Gumen v. State

PETERS, J.

I dissent. The majority opinion holds that the interests of four claimants escheat to the State of California because of the provisions of Probate Code section 1026. In my opinion, under the facts of this case, this constitutes a great injustice to these four claimants.

In the first place, the state contends that section 1026 is not a statute of limitations but is part of the substantive law of inheritance. This is a matter of semantics. As the majority opinion points out this case was tried and appealed at a time when section 1026 could apply but was not raised by the state. One day, before the second trial, the state attempted to amend by raising this section. The trial court held that section 1026 was tolled. In so holding, the trial court was clearly correct. The provisions of section 1026 are subject to tolling under proper circumstances. (Estate of Caravas, 40 Cal.2d 33, 41-42 [250 P.2d 593]; Estate of Spinosa, 117 Cal.App.2d 364, 370-372 [255 P.2d 843].) This was a proper case to toll the statute.

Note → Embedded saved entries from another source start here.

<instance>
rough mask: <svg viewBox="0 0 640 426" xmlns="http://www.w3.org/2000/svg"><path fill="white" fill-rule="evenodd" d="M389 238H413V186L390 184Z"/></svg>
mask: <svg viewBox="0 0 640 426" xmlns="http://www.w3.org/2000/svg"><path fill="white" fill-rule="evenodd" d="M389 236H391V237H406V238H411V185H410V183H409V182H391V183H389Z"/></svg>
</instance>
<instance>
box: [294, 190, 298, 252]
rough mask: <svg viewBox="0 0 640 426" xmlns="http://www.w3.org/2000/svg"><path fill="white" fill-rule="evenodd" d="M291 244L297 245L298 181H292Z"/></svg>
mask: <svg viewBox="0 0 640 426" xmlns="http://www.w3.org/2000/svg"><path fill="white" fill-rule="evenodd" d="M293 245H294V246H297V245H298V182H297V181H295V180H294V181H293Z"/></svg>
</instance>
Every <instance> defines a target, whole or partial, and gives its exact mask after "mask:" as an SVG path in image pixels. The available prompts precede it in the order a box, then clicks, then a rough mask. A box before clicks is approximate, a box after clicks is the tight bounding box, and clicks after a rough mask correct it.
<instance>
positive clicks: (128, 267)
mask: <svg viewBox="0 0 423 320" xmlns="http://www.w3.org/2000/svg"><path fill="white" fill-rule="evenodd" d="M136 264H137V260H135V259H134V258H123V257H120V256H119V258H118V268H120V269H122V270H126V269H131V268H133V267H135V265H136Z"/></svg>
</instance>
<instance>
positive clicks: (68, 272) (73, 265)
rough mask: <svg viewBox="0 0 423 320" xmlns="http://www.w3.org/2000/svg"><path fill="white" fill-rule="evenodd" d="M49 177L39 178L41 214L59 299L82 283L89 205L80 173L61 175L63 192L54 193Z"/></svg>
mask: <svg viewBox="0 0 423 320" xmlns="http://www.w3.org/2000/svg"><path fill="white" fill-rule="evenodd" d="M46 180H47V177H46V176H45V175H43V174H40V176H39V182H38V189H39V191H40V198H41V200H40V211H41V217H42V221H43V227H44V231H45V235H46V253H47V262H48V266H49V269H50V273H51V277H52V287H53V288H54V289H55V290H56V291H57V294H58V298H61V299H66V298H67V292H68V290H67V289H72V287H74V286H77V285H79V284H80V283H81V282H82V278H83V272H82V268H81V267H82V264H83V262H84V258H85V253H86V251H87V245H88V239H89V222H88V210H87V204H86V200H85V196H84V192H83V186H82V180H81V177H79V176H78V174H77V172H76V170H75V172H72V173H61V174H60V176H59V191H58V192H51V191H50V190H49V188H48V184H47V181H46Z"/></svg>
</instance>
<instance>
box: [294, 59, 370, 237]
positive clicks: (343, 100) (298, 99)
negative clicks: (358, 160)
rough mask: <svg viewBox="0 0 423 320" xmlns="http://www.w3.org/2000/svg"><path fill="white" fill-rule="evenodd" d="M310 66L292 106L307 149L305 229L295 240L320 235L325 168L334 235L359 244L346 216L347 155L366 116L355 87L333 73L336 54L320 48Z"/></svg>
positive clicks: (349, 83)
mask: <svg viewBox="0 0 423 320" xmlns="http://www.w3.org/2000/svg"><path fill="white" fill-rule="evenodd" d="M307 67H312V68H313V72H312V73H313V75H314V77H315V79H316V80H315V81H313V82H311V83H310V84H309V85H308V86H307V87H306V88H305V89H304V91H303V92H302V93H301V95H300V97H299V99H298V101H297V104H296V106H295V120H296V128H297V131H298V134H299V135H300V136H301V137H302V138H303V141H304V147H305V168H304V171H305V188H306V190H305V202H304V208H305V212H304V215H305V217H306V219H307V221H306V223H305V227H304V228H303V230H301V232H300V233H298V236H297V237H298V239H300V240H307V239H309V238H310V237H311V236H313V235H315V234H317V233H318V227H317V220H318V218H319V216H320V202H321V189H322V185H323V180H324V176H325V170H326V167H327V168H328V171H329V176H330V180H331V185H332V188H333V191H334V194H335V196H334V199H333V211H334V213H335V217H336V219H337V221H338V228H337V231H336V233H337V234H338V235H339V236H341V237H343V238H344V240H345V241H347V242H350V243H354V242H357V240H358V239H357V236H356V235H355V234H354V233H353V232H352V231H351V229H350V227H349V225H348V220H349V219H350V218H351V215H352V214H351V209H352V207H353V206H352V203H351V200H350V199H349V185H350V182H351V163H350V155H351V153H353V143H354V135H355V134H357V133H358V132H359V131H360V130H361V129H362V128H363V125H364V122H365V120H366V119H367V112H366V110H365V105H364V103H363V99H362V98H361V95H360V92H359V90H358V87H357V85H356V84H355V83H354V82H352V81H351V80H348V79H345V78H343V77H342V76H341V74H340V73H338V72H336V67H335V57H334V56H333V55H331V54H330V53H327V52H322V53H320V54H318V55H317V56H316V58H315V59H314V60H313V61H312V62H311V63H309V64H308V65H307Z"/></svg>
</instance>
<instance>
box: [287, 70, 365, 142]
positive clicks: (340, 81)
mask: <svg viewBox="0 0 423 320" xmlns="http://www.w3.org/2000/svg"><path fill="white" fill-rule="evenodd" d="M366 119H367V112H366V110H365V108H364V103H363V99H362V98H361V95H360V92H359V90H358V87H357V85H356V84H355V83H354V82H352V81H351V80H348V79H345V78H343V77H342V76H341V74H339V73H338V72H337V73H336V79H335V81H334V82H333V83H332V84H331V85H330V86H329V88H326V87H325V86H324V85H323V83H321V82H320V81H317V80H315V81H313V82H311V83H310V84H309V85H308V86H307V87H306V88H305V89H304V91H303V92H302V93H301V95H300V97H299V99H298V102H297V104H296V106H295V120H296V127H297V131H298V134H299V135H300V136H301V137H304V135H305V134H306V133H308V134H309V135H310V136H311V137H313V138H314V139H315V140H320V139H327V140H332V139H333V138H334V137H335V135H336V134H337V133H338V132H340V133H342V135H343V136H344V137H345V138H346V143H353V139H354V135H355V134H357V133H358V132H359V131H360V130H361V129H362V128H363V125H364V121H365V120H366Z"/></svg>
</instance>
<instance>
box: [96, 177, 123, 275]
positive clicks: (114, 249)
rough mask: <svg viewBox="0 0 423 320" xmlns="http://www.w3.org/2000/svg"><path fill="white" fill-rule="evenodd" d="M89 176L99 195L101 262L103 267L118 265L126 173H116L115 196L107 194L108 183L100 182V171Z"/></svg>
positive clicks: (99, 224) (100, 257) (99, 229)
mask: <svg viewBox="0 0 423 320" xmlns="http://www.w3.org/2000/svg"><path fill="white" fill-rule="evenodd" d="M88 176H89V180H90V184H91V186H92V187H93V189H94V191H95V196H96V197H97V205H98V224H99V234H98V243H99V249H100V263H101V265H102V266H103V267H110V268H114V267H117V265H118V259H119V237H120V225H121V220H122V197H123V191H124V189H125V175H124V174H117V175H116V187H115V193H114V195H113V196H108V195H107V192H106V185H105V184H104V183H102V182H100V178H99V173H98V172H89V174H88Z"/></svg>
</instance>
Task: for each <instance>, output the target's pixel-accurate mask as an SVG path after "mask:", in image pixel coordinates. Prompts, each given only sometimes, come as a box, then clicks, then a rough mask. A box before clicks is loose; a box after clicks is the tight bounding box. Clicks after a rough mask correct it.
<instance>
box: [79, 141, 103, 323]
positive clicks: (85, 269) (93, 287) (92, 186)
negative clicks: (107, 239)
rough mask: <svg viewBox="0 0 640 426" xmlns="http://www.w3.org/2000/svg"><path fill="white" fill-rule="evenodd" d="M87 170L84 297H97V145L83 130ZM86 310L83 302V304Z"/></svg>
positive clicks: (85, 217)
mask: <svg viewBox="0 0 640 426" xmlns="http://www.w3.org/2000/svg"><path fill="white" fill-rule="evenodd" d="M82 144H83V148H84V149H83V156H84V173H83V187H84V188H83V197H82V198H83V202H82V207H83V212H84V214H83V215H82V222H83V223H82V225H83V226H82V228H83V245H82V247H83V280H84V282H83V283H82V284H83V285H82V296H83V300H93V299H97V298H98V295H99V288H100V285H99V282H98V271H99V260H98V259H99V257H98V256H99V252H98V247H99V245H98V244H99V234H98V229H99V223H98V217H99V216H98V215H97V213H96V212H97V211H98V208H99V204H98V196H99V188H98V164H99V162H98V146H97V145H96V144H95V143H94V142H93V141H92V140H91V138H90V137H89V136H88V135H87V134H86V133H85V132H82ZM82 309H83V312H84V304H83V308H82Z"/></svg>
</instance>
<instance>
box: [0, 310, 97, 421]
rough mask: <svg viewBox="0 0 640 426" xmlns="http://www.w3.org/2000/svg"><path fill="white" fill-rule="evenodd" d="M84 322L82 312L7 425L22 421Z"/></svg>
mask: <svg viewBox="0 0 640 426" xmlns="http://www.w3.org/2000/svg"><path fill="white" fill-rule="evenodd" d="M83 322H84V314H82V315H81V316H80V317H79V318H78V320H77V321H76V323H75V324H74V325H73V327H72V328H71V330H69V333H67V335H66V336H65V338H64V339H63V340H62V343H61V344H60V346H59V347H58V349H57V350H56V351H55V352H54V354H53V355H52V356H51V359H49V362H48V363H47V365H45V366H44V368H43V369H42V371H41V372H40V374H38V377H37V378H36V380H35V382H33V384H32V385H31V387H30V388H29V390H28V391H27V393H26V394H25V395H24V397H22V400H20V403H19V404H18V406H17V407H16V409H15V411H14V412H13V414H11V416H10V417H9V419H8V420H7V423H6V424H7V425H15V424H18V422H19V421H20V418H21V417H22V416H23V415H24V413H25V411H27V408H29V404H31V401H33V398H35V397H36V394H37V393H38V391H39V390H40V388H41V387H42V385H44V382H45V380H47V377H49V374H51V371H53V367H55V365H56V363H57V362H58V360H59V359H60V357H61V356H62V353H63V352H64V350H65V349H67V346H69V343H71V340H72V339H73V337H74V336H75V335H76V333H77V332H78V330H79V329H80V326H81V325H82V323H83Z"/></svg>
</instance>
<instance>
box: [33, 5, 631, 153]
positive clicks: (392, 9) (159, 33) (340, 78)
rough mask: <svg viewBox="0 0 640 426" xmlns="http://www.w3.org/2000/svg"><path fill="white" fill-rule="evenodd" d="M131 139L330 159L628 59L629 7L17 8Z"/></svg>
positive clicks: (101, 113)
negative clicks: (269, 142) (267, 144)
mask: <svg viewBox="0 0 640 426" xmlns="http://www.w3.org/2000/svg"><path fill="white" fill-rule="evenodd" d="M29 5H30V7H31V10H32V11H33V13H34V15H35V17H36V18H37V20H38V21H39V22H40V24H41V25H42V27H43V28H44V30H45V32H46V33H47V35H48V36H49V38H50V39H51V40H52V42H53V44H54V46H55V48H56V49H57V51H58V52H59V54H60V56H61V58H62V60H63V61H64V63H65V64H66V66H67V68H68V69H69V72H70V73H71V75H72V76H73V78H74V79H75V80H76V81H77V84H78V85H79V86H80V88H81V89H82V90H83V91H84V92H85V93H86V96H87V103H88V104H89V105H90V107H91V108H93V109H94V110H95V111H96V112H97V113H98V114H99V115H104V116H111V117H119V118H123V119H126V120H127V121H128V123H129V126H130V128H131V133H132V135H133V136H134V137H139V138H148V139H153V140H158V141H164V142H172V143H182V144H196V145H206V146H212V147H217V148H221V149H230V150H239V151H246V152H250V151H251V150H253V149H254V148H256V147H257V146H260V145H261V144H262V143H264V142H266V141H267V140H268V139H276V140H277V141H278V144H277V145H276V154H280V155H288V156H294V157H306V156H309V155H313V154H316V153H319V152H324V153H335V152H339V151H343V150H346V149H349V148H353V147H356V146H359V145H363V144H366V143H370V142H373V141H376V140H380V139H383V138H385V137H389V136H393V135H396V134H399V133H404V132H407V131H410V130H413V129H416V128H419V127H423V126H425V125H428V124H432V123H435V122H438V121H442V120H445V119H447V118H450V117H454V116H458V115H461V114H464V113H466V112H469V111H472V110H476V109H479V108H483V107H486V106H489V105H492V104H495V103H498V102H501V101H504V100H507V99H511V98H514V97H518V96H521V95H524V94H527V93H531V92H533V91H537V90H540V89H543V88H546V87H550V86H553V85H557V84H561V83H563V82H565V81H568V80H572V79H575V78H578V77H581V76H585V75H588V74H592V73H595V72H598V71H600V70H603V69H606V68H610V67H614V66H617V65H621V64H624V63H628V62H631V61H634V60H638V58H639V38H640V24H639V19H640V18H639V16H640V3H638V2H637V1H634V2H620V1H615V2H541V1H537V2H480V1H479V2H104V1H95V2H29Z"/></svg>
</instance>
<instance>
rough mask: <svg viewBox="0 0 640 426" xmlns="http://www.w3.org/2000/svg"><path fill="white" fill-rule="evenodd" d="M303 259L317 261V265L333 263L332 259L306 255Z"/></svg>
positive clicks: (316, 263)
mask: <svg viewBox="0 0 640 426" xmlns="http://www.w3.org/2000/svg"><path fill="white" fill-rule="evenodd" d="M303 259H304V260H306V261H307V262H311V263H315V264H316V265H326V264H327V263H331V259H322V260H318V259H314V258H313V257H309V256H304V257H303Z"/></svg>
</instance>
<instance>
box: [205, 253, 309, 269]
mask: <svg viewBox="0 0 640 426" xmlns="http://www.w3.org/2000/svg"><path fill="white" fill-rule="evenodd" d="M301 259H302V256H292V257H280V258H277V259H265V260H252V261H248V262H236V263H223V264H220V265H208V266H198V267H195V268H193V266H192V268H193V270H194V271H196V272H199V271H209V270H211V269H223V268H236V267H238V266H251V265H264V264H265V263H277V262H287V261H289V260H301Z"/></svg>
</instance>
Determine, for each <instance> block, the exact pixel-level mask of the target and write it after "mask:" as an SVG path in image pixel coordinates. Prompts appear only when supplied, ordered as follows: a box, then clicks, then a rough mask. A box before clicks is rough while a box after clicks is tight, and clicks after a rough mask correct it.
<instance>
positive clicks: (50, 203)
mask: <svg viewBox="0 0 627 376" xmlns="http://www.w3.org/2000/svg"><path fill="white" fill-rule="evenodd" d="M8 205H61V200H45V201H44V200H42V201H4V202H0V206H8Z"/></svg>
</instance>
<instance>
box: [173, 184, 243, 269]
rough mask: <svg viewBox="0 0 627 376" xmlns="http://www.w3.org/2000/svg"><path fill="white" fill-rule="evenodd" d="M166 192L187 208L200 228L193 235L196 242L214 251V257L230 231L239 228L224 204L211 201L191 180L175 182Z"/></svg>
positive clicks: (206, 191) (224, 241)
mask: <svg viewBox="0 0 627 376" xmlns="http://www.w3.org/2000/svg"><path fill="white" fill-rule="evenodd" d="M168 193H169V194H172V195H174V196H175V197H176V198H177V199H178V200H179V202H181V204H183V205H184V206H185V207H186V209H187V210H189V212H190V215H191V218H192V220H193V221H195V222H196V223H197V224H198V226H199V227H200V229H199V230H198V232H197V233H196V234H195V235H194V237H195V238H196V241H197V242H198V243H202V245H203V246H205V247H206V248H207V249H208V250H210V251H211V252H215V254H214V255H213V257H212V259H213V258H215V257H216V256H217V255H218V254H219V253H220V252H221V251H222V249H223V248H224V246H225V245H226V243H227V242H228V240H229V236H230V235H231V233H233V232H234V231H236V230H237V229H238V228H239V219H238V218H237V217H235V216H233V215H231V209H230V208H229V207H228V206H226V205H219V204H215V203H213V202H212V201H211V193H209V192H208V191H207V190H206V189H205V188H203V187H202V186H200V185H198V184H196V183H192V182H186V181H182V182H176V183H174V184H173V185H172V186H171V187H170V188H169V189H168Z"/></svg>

The Estate of Gogabashvele, 195 Cal.App.2d 503 [16 Cal.Rptr. 77], was decided on September 12, 1961. The Estate of Larkin, 65 Cal.2d 60 [52 Cal.Rptr. 441, 416 P.2d 473], disapproving the Gogabashvele case, was decided on August 2, 1966. This court had denied a hearing in the Gogabashvele case. What the majority opinion holds is that during this five-year period a reasonably competent attorney should pay no attention at all to the Gogabashvele case and the denial of hearing but should go to the Supreme Court and ask that court to disapprove. This is sheer nonsense. An attorney, reasonably competent, is entitled to rely on a district court opinion, in which a hearing by this court has been denied, and is entitled to consider that that opinion correctly states the law. For this reason, section 1026, which is a statute of limitations, was tolled during this five-year period.

It is also the law that the statute of limitations is waived when it is not pleaded. (Bliss v. Sneath, 119 Cal. 526, 528 [51 P. 848]; Taylor v. Sanford, 203 Cal.App.2d 330, 345 [21 Cal.Rptr. 697].) Here, the state *82not only failed to plead the provisions of section 1026 at a time after the five-year period prescribed by section 1026 had passed, but proceeded to trial and then to appeal without raising the question. Under such circumstances there was a clear waiver.

It should also be mentioned that this is an escheat case. The state has no proper interest to escheat property that properly and legally belongs to someone else. Escheat statutes should be strictly construed.

For these reasons, I am of the opinion that the four claimants involved in this proceeding are entitled to their proper share of the estate.